Révéler et après ? Que se passe-t-il une fois les enquêtes de Mediacités publiées ? Cette question, nous nous la posons chaque semaine et, souvent, nous y apportons une réponse avec la publication de nouveaux articles, des « compléments d’enquête ». Il n’empêche ! A l’heure des bilans de fin d’année, l’interrogation sur l’utilité et le rôle d’un média comme le nôtre revient avec plus d’acuité que d’habitude : concrètement, cela sert à quoi l’investigation locale ?

Pour la troisième année consécutive, nous nous sommes replongés dans les publications des douze derniers mois – un peu moins de 200 pour notre édition lyonnaise – pour dresser notre « rapport d’impact 2022 ». Nos enquêtes ont-elles fait bouger les lignes ? Ont-elles contribué à améliorer ou à mettre fin aux dysfonctionnements qu’elles révélaient ? Ont-elles initié un débat, une prise de conscience, une procédure judiciaire ? Ou, à l’inverse, sont-elles passées inaperçues et, pour le dire autrement, ont-elles fait un flop ?

Voici quelques éléments de réponses.

1 – Coupe d’arbres à Fourvière : la ville de Lyon adopte une nouvelle procédure

Rappel des faits – En juillet 2021, Mediacités consacrait une enquête à la coupe d’une trentaine d’arbres sur la colline de Fourvière, en plein secteur sauvegardé et (en théorie) protégé par l’estampille « Espace boisé classé », par le promoteur immobilier Nicolas Gagneux (6e Sens).
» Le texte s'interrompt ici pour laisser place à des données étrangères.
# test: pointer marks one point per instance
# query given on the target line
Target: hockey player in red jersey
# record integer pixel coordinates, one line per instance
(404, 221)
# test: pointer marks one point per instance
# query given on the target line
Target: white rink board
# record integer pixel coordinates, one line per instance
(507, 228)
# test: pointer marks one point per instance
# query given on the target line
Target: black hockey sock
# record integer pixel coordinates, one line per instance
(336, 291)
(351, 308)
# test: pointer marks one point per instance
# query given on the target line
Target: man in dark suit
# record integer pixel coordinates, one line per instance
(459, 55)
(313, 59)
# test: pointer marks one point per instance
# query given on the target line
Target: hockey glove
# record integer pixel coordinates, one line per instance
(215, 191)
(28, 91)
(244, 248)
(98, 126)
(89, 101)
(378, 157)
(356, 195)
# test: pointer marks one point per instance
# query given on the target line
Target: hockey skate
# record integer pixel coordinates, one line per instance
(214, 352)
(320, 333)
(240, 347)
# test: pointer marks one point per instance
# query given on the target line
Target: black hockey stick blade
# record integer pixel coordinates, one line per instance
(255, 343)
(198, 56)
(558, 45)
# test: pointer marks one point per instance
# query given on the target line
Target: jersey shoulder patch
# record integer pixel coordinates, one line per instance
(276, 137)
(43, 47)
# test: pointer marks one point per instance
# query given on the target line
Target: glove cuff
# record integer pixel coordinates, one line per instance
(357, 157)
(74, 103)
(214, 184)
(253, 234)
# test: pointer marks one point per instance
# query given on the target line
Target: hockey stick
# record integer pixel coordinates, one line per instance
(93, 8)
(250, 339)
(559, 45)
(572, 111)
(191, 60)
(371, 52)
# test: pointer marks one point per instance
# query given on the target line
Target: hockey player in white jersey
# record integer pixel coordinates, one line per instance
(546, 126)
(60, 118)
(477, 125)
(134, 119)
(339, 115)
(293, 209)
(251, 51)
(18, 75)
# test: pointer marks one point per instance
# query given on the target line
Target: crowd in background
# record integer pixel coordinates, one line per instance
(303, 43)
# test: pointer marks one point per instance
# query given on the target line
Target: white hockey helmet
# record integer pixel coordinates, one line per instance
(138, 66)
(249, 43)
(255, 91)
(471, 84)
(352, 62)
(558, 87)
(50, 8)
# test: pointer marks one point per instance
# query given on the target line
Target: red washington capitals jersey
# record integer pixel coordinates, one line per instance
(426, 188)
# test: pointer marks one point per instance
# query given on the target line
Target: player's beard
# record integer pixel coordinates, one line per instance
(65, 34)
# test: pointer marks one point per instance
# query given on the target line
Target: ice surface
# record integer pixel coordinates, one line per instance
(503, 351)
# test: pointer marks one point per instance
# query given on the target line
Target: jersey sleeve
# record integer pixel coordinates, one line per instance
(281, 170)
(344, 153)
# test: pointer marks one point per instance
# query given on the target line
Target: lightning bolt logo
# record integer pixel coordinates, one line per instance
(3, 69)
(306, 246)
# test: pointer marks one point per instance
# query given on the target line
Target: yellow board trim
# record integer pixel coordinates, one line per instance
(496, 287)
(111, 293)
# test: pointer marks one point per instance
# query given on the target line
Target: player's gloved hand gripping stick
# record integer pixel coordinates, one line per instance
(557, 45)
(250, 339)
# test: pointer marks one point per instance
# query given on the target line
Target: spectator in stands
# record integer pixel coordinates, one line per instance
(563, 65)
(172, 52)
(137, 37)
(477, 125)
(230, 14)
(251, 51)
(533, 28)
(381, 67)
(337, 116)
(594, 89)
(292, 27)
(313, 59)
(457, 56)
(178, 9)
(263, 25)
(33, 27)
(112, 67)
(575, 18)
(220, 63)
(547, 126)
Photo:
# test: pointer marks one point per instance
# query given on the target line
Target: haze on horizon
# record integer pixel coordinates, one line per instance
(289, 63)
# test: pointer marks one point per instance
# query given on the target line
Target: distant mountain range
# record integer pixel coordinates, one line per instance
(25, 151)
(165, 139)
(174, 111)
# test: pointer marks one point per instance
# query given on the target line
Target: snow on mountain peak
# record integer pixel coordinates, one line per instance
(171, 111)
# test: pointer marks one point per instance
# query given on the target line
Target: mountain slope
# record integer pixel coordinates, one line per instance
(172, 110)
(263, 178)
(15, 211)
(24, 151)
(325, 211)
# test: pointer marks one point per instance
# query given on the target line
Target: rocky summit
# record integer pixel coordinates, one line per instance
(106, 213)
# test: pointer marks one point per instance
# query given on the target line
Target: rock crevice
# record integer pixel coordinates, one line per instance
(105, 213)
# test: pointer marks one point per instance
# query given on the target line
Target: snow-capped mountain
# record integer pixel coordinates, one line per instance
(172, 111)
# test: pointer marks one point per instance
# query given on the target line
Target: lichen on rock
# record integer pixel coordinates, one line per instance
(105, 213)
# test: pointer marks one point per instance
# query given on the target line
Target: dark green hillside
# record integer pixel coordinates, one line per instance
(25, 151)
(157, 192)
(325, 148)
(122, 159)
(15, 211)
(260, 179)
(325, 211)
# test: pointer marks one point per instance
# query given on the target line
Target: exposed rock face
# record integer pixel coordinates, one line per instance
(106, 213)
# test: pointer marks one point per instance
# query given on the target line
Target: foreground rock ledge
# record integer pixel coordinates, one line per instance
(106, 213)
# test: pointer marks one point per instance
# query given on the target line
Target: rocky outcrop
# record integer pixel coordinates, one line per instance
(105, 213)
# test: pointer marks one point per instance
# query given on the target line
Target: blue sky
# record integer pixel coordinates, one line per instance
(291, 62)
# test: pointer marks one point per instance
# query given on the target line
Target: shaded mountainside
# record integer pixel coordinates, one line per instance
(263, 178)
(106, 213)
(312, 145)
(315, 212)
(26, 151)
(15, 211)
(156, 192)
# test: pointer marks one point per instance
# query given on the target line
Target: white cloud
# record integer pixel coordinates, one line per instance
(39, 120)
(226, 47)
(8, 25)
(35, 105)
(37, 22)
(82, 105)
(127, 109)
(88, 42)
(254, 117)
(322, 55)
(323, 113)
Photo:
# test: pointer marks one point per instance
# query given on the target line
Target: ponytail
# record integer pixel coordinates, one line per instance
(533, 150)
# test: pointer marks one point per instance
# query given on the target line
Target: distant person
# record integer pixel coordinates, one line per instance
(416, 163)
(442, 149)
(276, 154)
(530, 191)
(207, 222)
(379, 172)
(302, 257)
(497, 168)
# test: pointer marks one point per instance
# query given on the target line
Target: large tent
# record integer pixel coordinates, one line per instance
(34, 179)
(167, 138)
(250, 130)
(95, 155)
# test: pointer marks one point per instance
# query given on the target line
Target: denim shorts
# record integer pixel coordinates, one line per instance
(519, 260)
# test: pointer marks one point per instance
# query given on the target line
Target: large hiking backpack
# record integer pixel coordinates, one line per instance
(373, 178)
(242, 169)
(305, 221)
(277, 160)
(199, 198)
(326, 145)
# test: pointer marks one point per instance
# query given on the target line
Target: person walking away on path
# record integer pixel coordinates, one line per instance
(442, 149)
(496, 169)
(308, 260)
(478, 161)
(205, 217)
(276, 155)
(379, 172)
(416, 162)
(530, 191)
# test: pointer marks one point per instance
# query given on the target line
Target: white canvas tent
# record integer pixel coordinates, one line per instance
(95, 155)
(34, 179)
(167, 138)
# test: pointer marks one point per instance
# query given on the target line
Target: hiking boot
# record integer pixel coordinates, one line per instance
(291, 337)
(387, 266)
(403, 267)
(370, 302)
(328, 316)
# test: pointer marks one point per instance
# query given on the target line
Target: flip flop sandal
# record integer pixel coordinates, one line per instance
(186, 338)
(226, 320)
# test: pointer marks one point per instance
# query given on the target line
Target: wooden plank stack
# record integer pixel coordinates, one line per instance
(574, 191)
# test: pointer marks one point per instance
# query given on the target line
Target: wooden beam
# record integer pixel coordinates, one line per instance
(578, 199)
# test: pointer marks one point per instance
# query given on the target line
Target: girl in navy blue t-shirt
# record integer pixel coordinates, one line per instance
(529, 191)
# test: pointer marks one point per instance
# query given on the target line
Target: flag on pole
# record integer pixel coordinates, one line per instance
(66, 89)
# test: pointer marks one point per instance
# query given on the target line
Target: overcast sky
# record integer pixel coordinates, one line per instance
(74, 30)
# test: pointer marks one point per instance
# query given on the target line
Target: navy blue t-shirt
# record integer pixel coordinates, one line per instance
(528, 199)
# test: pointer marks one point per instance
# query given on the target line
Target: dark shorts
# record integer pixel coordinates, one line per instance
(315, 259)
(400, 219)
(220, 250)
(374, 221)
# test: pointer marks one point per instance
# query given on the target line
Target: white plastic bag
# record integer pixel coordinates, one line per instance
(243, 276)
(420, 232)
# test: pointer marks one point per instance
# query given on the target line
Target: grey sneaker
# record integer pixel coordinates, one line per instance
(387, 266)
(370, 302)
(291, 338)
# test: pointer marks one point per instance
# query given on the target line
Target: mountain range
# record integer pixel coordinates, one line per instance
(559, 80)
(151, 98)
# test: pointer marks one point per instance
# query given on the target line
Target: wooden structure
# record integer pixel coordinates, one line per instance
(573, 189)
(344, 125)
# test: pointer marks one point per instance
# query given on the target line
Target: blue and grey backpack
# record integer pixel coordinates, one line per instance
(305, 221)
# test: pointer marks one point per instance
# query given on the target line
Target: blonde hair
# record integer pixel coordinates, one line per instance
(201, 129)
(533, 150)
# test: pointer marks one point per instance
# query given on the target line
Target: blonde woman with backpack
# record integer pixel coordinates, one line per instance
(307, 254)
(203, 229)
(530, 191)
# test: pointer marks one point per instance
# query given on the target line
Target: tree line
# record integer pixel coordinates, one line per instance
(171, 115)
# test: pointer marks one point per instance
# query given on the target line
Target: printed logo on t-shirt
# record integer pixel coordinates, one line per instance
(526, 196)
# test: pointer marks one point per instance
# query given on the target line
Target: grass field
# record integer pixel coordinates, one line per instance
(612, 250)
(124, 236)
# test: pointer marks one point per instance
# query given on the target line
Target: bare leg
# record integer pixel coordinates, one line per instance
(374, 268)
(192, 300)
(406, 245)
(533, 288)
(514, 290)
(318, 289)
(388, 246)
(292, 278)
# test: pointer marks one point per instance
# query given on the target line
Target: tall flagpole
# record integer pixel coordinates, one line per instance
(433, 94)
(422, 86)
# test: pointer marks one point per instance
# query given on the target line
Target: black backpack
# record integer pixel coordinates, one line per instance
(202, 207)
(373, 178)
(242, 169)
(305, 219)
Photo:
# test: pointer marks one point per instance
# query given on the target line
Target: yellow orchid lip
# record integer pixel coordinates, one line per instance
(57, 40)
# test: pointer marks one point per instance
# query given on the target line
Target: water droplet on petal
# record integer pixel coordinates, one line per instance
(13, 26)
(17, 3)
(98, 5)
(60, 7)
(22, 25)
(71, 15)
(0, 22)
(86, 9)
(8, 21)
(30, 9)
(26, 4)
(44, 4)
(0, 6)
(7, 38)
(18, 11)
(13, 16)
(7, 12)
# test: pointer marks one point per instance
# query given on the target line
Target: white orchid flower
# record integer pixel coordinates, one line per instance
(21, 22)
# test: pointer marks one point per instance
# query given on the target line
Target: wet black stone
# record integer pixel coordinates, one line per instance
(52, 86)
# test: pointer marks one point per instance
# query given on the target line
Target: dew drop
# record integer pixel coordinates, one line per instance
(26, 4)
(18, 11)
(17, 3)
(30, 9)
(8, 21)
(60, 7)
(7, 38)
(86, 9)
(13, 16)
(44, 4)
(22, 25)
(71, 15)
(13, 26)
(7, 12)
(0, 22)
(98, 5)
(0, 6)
Le goût pour la tronçonneuse de l’homme d’affaires avait provoqué la fureur de ses voisins et l’embarras des nouveaux élus écologistes de la ville de Lyon alors que Nicolas Gagneux avaient obtenu les autorisations pour abattre ses frênes et autres marronniers. À la suite de nos révélations, d’autres médias, comme France 3, s’étaient intéressés au trou béant laissé par le patron de 6e Sens en contrebas de L’Antiquaille.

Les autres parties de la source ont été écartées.